Massimo Gizzio, un eroe ucciso due volte

-di STEFANIA CONTI-

Aveva 19 anni Massimo Gizzio. Era uno studente, quel 29 gennaio 1944 quando gli spararono alla schiena. Morì tre giorni dopo, il primo febbraio.

Roma era ancora sotto assedio – gli alleati sarebbero arrivati a giugno – nazisti e fascisti la facevano ancora da padroni. Sembrava che non si rendessero conto che da lì a poco per loro sarebbe arrivata la fine. Una città terrorizzata dove sembrava che vivessero solo donne, anziani, bambini e sfollati. Gli uomini giovani, renitenti alla leva erano nascosti nelle case, nelle cantine, o dove si poteva. L’armistizio era stato firmato l’8 settembre ed era stata ordinata la consegna delle armi, pena la fucilazione “per giudizio sommario”.

Ma la città non si sottomise. In quei nove mesi di guerra, di uccisioni e deportazioni, nacque un odio terribile contro i nazisti. I romani si organizzarono e cominciarono a combattere.

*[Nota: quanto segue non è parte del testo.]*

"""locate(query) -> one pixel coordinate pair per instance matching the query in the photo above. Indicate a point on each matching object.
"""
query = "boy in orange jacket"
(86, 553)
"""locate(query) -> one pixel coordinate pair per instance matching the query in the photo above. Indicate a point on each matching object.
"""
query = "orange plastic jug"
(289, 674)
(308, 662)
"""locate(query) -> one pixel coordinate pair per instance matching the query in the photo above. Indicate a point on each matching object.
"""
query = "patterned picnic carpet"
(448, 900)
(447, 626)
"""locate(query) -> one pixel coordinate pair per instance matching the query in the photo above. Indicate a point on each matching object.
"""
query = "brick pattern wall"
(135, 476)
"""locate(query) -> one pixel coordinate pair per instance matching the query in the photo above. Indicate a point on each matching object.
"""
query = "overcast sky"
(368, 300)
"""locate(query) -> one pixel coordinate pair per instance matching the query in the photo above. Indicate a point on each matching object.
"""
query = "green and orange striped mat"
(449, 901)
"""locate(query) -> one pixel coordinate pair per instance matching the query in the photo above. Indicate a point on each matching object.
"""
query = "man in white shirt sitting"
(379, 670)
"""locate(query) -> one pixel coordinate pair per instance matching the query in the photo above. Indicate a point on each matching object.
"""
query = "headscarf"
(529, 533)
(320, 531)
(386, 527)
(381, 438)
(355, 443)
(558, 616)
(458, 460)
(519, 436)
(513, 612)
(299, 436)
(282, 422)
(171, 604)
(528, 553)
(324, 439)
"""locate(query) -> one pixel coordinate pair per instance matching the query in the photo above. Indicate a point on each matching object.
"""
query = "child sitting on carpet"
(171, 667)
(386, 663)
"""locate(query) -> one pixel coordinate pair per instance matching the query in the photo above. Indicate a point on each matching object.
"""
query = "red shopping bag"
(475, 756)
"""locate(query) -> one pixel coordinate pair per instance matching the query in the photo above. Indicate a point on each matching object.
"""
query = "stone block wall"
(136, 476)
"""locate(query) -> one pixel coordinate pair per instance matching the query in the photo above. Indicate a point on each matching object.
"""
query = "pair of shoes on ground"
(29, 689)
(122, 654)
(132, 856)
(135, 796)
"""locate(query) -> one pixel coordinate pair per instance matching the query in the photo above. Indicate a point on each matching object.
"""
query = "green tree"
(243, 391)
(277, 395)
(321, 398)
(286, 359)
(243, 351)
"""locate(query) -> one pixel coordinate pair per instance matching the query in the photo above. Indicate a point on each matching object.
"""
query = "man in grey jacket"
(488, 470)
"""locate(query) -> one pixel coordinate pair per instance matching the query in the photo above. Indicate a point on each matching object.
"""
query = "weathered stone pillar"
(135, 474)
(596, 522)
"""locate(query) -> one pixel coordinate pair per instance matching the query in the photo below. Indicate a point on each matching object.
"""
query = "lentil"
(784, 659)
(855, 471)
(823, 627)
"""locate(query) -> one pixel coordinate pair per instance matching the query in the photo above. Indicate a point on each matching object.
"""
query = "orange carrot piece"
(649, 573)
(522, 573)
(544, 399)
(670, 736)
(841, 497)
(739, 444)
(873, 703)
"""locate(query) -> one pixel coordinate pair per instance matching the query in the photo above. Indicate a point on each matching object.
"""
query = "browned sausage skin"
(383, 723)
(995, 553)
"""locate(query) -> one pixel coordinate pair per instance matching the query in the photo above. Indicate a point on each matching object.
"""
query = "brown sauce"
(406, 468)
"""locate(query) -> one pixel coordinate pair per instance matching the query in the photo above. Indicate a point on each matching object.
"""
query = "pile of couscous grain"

Uno di loro, era appunto Massimo Gizzio. Massimo era un partigiano, studente di giurisprudenza. Nel 1943 aveva aderito al Pci clandestino e insieme a Carlo Lizzani e Vincenzo Lapiccirella aveva fondato il comitato studentesco di agitazione.

Fu anche deferito al Tribunale speciale, ma l’evolversi degli eventi gli permise di tornare in libertà. E dopo l’8 settembre, senza esitazioni prese parte alla resistenza romana.

Il 29 gennaio 1944 , il comitato studentesco proclamò uno sciopero generale in tutte le scuole di Roma, contro i tedeschi e i fascisti. Gizzio era alla testa di un gruppo di studenti del ”Dante Alighieri”. Direzione, piazza della libertà. Stavano per arrivarci , quando una squadra di fascisti in borghese del gruppo “Onore e combattimento” cominciò a sparare sui manifestanti. Massimo Uffreduzzi centrò Massimo con un colpo di rivoltella alla schiena. Dopo tre giorni di agonia, Gizzio morì.

Finita la guerra, ci fu un processo. La corte di Assise di Napoli giudicò i fascisti Massimo Uffreduzzi, Sergio Bertolani, Carlo Alberto Guida e Giorgio De Michele. Nel corso del dibattimento, Uffreduzzi si vantò addirittura di aver commesso “un atto eroico”. Ma quello che fu più incredibile è che tutti e quattro furono assolti. Compreso l’autore materiale dell’omicidio, poiché – parole della sentenza – “anche lui è uno studente, travolto dal clima arroventato della guerra”.

A Massimo Gizzio sono stati intestati un circolo culturale e una scuola, dove ha insegnato a lungo la sorella, Maria.